Курьезной казалась сама задача — сочинять оперу прямо на разговорную прозу гоголевской комедии, ничего или почти ничего в ней не изменяя. Даргомыжский писал «Каменного гостя» прямо на текст маленькой трагедии Пушкина, но ведь там — романтический сюжет, большие страсти, высокие образы, волшебные стихи. А что в «Женитьбе»? Обывательская среда, ничтожные персонажи, разговоры о фраке, о сукне, о ваксе, жеманные речи свахи, грубоватые выходки Кочкарева... В комедийном спектакле все это хорошо, но какая тут может получиться музыка! А между тем музыка получилась, и весьма своеобразная, богатая творческими находками.

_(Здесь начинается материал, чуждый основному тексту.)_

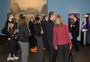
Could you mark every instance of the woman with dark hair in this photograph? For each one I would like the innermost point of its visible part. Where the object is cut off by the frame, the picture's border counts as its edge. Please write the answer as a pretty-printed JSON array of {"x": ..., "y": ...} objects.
[
  {"x": 38, "y": 32},
  {"x": 24, "y": 38},
  {"x": 61, "y": 39}
]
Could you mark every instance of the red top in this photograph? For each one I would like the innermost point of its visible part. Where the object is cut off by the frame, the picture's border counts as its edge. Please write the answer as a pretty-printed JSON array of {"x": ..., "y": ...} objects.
[{"x": 61, "y": 36}]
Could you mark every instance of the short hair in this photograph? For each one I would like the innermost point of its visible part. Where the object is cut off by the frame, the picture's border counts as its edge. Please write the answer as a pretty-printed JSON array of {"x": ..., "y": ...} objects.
[
  {"x": 23, "y": 21},
  {"x": 76, "y": 16},
  {"x": 8, "y": 15},
  {"x": 20, "y": 15},
  {"x": 51, "y": 13}
]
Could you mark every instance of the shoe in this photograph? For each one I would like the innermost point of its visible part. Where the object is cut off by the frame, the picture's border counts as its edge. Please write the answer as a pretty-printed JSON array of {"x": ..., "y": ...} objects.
[{"x": 16, "y": 58}]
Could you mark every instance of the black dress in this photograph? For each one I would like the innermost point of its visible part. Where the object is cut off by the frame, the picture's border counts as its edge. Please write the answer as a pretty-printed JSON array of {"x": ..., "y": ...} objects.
[{"x": 12, "y": 42}]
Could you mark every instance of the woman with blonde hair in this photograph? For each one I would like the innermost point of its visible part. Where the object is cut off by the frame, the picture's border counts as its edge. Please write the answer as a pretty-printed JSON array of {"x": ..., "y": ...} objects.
[
  {"x": 12, "y": 50},
  {"x": 61, "y": 39}
]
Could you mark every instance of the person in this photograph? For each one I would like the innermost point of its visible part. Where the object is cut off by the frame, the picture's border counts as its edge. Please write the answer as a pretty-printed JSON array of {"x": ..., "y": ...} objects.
[
  {"x": 15, "y": 28},
  {"x": 15, "y": 24},
  {"x": 12, "y": 42},
  {"x": 9, "y": 19},
  {"x": 24, "y": 38},
  {"x": 43, "y": 18},
  {"x": 38, "y": 33},
  {"x": 75, "y": 32},
  {"x": 61, "y": 39},
  {"x": 49, "y": 30},
  {"x": 31, "y": 27},
  {"x": 37, "y": 17},
  {"x": 44, "y": 30}
]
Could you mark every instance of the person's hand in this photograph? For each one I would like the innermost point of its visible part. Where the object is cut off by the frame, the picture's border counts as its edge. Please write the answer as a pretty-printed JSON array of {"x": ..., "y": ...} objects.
[
  {"x": 71, "y": 26},
  {"x": 70, "y": 47},
  {"x": 9, "y": 39},
  {"x": 56, "y": 48}
]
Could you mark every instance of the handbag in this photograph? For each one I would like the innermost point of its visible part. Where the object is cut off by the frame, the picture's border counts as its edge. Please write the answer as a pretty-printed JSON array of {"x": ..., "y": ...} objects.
[{"x": 71, "y": 58}]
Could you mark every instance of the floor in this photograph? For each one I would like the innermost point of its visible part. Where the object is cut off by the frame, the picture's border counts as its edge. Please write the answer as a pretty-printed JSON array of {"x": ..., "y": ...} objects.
[{"x": 82, "y": 56}]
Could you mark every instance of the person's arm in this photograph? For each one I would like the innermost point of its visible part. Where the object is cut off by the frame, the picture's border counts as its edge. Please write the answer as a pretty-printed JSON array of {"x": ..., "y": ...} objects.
[
  {"x": 68, "y": 36},
  {"x": 54, "y": 37}
]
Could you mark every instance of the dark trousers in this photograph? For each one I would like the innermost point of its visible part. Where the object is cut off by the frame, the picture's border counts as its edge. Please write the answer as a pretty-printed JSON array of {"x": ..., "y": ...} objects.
[
  {"x": 63, "y": 51},
  {"x": 31, "y": 40},
  {"x": 45, "y": 43},
  {"x": 52, "y": 52},
  {"x": 75, "y": 44}
]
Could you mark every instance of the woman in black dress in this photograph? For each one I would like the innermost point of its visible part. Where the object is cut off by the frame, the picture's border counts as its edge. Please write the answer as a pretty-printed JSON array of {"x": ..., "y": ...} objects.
[{"x": 12, "y": 43}]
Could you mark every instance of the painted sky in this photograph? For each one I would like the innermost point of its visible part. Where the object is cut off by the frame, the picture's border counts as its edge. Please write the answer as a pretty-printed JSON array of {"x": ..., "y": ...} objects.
[{"x": 30, "y": 3}]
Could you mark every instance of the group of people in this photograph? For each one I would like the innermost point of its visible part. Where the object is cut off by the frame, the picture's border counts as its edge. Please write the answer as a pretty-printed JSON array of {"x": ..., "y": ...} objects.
[{"x": 55, "y": 33}]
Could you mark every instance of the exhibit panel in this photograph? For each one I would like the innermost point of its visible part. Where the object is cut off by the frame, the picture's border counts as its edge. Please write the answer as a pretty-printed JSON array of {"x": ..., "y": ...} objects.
[
  {"x": 71, "y": 21},
  {"x": 85, "y": 29}
]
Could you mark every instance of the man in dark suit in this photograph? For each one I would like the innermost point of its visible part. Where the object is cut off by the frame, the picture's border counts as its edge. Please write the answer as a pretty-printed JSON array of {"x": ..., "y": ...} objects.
[
  {"x": 9, "y": 19},
  {"x": 45, "y": 34},
  {"x": 31, "y": 27},
  {"x": 75, "y": 32},
  {"x": 49, "y": 29}
]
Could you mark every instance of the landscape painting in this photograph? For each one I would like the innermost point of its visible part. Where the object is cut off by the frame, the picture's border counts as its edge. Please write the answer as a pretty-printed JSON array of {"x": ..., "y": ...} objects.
[{"x": 29, "y": 8}]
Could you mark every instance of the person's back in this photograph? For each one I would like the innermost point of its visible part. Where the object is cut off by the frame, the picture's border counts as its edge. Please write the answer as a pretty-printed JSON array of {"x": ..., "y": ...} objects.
[
  {"x": 23, "y": 34},
  {"x": 61, "y": 39},
  {"x": 62, "y": 34}
]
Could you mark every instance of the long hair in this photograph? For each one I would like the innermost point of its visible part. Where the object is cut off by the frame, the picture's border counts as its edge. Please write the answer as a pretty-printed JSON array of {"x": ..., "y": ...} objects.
[
  {"x": 59, "y": 21},
  {"x": 23, "y": 21},
  {"x": 10, "y": 26}
]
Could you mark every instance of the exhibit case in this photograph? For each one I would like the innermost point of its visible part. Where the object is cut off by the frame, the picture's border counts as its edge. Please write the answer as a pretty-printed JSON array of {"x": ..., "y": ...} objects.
[{"x": 85, "y": 29}]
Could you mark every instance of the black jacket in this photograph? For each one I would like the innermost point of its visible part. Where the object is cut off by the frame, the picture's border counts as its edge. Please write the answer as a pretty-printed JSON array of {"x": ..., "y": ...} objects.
[
  {"x": 6, "y": 28},
  {"x": 23, "y": 34},
  {"x": 31, "y": 27},
  {"x": 75, "y": 29},
  {"x": 49, "y": 29},
  {"x": 38, "y": 30}
]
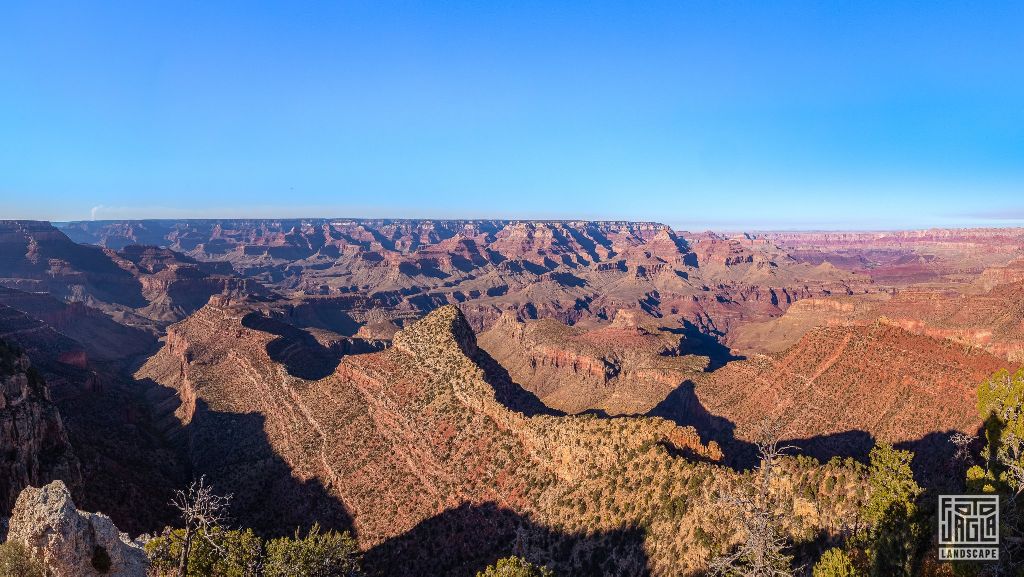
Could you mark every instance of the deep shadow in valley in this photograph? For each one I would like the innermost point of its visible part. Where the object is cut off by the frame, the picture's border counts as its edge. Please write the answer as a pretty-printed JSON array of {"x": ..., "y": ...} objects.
[
  {"x": 695, "y": 341},
  {"x": 461, "y": 541},
  {"x": 298, "y": 351},
  {"x": 233, "y": 453}
]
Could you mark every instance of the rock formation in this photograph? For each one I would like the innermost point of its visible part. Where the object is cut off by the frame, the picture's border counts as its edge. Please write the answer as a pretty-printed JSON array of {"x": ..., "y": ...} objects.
[
  {"x": 569, "y": 271},
  {"x": 33, "y": 441},
  {"x": 71, "y": 542}
]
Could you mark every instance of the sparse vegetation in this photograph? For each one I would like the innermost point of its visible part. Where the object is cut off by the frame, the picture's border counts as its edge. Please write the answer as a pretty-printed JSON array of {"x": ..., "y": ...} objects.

Художественное решение новой, смело поставленной задачи — даже в пределах одного первого акта — было настолько интересно, остроумно, талантливо, что не могло не увлечь исполнителей и слушателей. «Репетиции и исполнение,— свидетельствует В. Стасов,— были непрерывным взрывом хохота — так верны были поминутно, на каждом шагу комические интонации гоголевской гениальной комедии». Правда, круг исполнителей и слушателей «Женитьбы» был весьма ограниченный, но зато, как выражался Мусоргский, это был круг людей не ограниченных. Правда, многое в необычной («парадоксальной») логике языка и формы «Женитьбы», противоречившей общепринятым правилам оперной эстетики, внушало недоумение, но зато и многое — особенно в метких характеристиках персонажей — захватывало и восхищало.